Was für eine Achterbahnfahrt! Wie kann so etwas passieren? Die Medaillentscheidung der Frauen stand durch einen fatalen Fehler auf der Kippe. Die unglaublichen Emotionen und Entwicklungen in Bildern.
Beim Medalrace der Frauen im 49erFX standen aus deutscher Sicht die Entdeckungen dieser Segelspiele im Fokus, Marla Bergmann und Hanna Wille. Sie lagen nach einer starken Serie auf Rang fünf und hatten sogar noch die Chance auf eine Medaille.
Ausgerechnet an diesem Tag weht aber der konstanteste Wind der Woche. Es geht um Speed bei mittleren Windgeschwindigkeiten über 10 Knoten. Dabei ist Gewicht am Draht vorteilhaft – nicht gerade die Stärke der jungen Hamburgerinnen.
Sie starten zwar gut, aber ausgerechnet in Lee der Schwedinnen – die Schnellsten bei diesen Bedingungen. Bergmann/Wille werden überlaufen, müssen wegwenden, sind fast im gesamten Rennen Letzte, holen auf dem finalen Vorwind aber noch zwei Plätze auf.
Da Italien auf Rang zwei segelt, ist es in der Gesamtwertun am Ende Platz sechs, ein unfassbar starkes Ergebnis für die Youngster. Denn es war eben nicht nur eine reine Schwachwindregatta, bei der ihnen große Chancen auf vordere Plätze zugetraut wurden. Sie meisterten alle Bedingungen nervenstark, ließen sich von einem Frühstart nicht aus der Ruhe bringen und passten ihr Risiko an der Startlinie an. Ein toller Erfolg!
Hauptdarstellerinnen bei diesem Medalrace sind allerdings andere: Die viermalige Weltmeisterin Odile Van Anholt und Annette Duetz, mit der sie zweimal den Titel holte. Die niederländische Steuerfrau (26) trägt einen großen Segler-Namen.

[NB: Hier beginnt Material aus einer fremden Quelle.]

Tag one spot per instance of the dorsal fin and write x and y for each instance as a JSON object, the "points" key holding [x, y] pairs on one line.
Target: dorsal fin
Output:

Ihr Vater Cor van Aanholt (65) war in frühen Jahren einer der besten Lasersegler der Welt, der im Alter von 41 Jahren 2000 sogar noch einmal selbst für die Niederländischen Antillen bei den Olympischen Spielen antrat. Er wurde mehrfach Sunfish-Weltmeister und für seine Verdienste um den Segelsport – auch als Funktionär – von König Willem Alexander mit dem hohen niederländischen Verdienstorden von Oranien-Nassau ausgezeichnet.

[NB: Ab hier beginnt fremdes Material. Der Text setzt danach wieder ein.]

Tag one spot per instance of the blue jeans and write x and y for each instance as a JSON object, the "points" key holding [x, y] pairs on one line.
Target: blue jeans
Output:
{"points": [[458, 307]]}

Odiles ältere Schwester Philipine nahm 2012 im Laser an den Olympischen Spielen teil, der Bruder Just startet aktuell für die niederländische Karibikinsel Aruba im ILCA7 und sie selbst ist nun Olympiasiegerin im 49erFX.

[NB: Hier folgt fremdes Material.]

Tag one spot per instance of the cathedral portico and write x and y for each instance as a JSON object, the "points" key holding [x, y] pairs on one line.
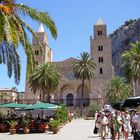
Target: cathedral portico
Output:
{"points": [[70, 89]]}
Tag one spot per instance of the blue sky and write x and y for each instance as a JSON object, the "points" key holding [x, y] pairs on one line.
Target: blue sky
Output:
{"points": [[74, 20]]}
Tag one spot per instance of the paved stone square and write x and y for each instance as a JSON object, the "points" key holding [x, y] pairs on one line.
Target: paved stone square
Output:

Die Crew galt als Topfavorit für Gold, hatte in Marseille früh die Führung übernommen und überragenden Allround-Qualitäten bewiesen. Mit großem Vorsprung ging es in den vorletzten Tag. Nach 15/4/14 rutschten sie aber noch auf den Silberplatz zurück. Sollte es doch noch eine Überraschung geben? Die Französinnen segelten das Medalrace im Gelben Trikot.
Dort übernahmen Van Anholt/Duetz aber schnell das Kommando, führten souverän von der ersten Marke bis zu letzten, wollten bei der Passage des Zielschiffes ordentlich feiern – aber dann hielten sie inne. Niemand wollte mit ihnen jubeln. Was war passiert?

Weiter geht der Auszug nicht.